I have worked with a number of theoretical frameworks in carrying out this work: including social movement theory, theories of participatory and deliberative democracy, citizenship and social justice. Following my ‘discovery’ of the ethics of care I have revisited some of my former work as well as using this in my more recent research.

3. How did you get involved into the ethics of care?

I attended a conference where I found Selma Sevenhuijsen’s book ‘Citizenship and the ethics of care: Feminist considerations of justice, morality and politics.’ At the time I was starting to feel uncomfortable with notions of citizenship and social justice based solely or primarily in individual rights claims.

I had been strongly influenced by arguments for ‘rights not care’ within the disability movement, but I also recognised the significance of care through my work with unpaid carers’ groups, and the importance of both intimate relationships and friendships in enabling those who were marginalised by disability, mental illness or other stigmatized identities in enabling people to live well and realise their citizenship.

Selma’s work enabled me to explore the place of care in social justice in a new (to me) way. It offered a framework from which to look critically at social policies (Trace), as well as to consider the way in which people negotiate intimate caring relationship and relationships with those who are paid to ‘care.’ It opened up the possibility of overcoming the care/justice binary and thus helped me to resolve personal, political and intellectual puzzles.

4. How would you define ethics of care?

For me it is both a critical and normative framework. As a critically engaged social scientist whose areas of research encompasses both official policies and lived lives, it is way of enabling a value based critique of policy and of exploring the significance of values and relationships in everyday lives.

5. What is the most important thing you learned from the ethics of care?

It is hard to separate out one ‘thing’ – rather it is about both a way of looking at the world and a way of thinking about ethical relationships in the way I try to work with others.

6. Whom do you consider to be your most important teacher(s) in this area?

As I have indicated it was Selma Sevenhuijsen’s work that first inspired me and from her I discovered the foundational work of Joan Tronto. Eva Feder Kittay’s work has also been important to me – particularly in the way she draws from her lived experience to bring together the personal, political and philosophical. Fiona Robinson’s work opens up an international dimension to an ethic of care that I also find important and I have also learnt from.

I also value conversations with my colleagues Tula Brannelly, Lizzie Ward and Nicki Ward. And working with a team of older co-researchers exploring well-being in old age has helped me understand what an ethic of care means in practice in the lives of older people and in the way in we can generate knowledge with them.

7. What works in the ethics of care do you see as the most important?

Joan Tronto’s ‘Moral Boundaries’ and Selma Sevenhuijsen’s ‘Citizenship and the Ethics of Care’ are the two most obvious ones for me and ones that most of those working in this area will identify as important.

I have also identified some others that I have found useful in different ways. The Sayer book is not solely or explicitly about care ethics, but I think is very helpful in locating this body of work within broader developments in social science.
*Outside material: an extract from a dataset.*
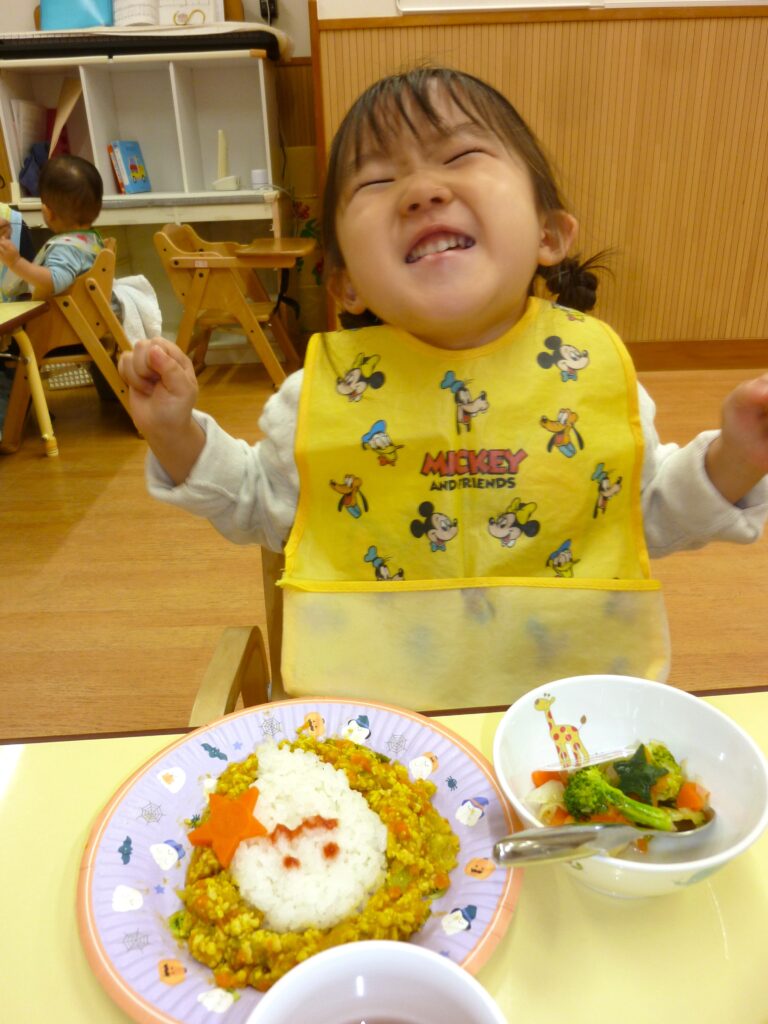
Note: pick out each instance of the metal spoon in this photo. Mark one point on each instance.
(574, 842)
And I look forward to Joan’s new book!

8. Which of your own books/articles should we read?

My recent book ‘Care in Everyday Life: an ethic of care in practice (Policy Press, 2012) applies an ethic of care framework across a wide range of contexts in order to interrogate the relevance of Tronto and Fisher’s broad definition of care and to explore the usefulness of care ethics in diverse settings. These include not only different types of interpersonal relationships, but also deliberative policy making and people’s interaction with space and place.

My first extended work applies this analysis to the lives and experiences of family carers (Caring and Social Justice, Palgrave, 2006). Whilst an example of an application of the Trace methodology to social policy analysis can be found in ‘Abandoning care? A critical perspective on personalisation from an ethic of care’ Ethics and Social Welfare, 2011, vol. 5, no. 2, pp.153-167.
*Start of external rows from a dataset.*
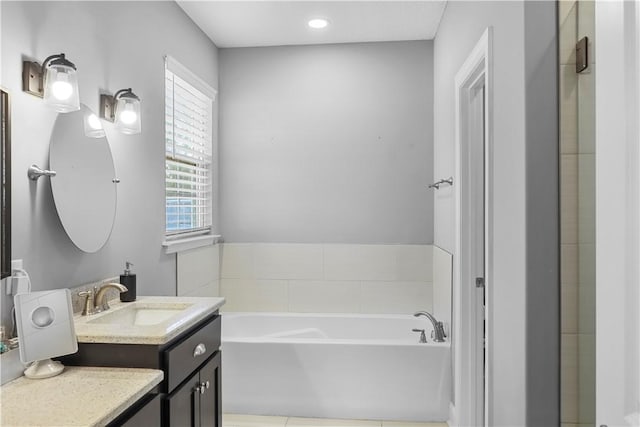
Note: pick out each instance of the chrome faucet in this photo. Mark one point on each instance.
(438, 334)
(96, 302)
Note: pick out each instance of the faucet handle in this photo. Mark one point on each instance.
(423, 337)
(89, 306)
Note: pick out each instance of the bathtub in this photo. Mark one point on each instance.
(333, 366)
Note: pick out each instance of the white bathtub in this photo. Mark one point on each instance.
(334, 366)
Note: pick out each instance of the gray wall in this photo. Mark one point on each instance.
(543, 215)
(512, 223)
(114, 45)
(328, 143)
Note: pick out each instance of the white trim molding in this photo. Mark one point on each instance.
(475, 75)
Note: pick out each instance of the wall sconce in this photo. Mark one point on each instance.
(123, 109)
(56, 81)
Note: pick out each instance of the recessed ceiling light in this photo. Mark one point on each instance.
(318, 23)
9. What are important issues for the ethics of care in the future?

It is important to take seriously the reasons why ‘care’ has been rejected by some who have been identified as care recipients. Thus we need to develop both empirical and analytical work that engages with what it means to receive care and that develops an ethic of care that recognizes this perspective. There are examples of work that does this – for example Tove Petterson’s work on ‘mature care’ and I try to develop thinking about this in my recent book. But I think there is more to be done.

The other key area of development is in understanding care ethics in diverse cultural and socio-political contexts. There is work that considers how an ethic of care is similar to or different from ethical ideas within, for example, Confucianism and the African concept of Ubuntu. We should not think we can ‘read’ these different philosophical systems through the lens of an ethic of care, but we should explore how and why values based in a relational ontology develop in different contexts, and what they mean to people who are differently positioned within sociocultural systems.

10. In Tilburg our ambition is to promote ethics of care nationally and internationally. Do you have any recommendations or wishes?

Be open to different ways of working with these ideas and maintain a critical edge!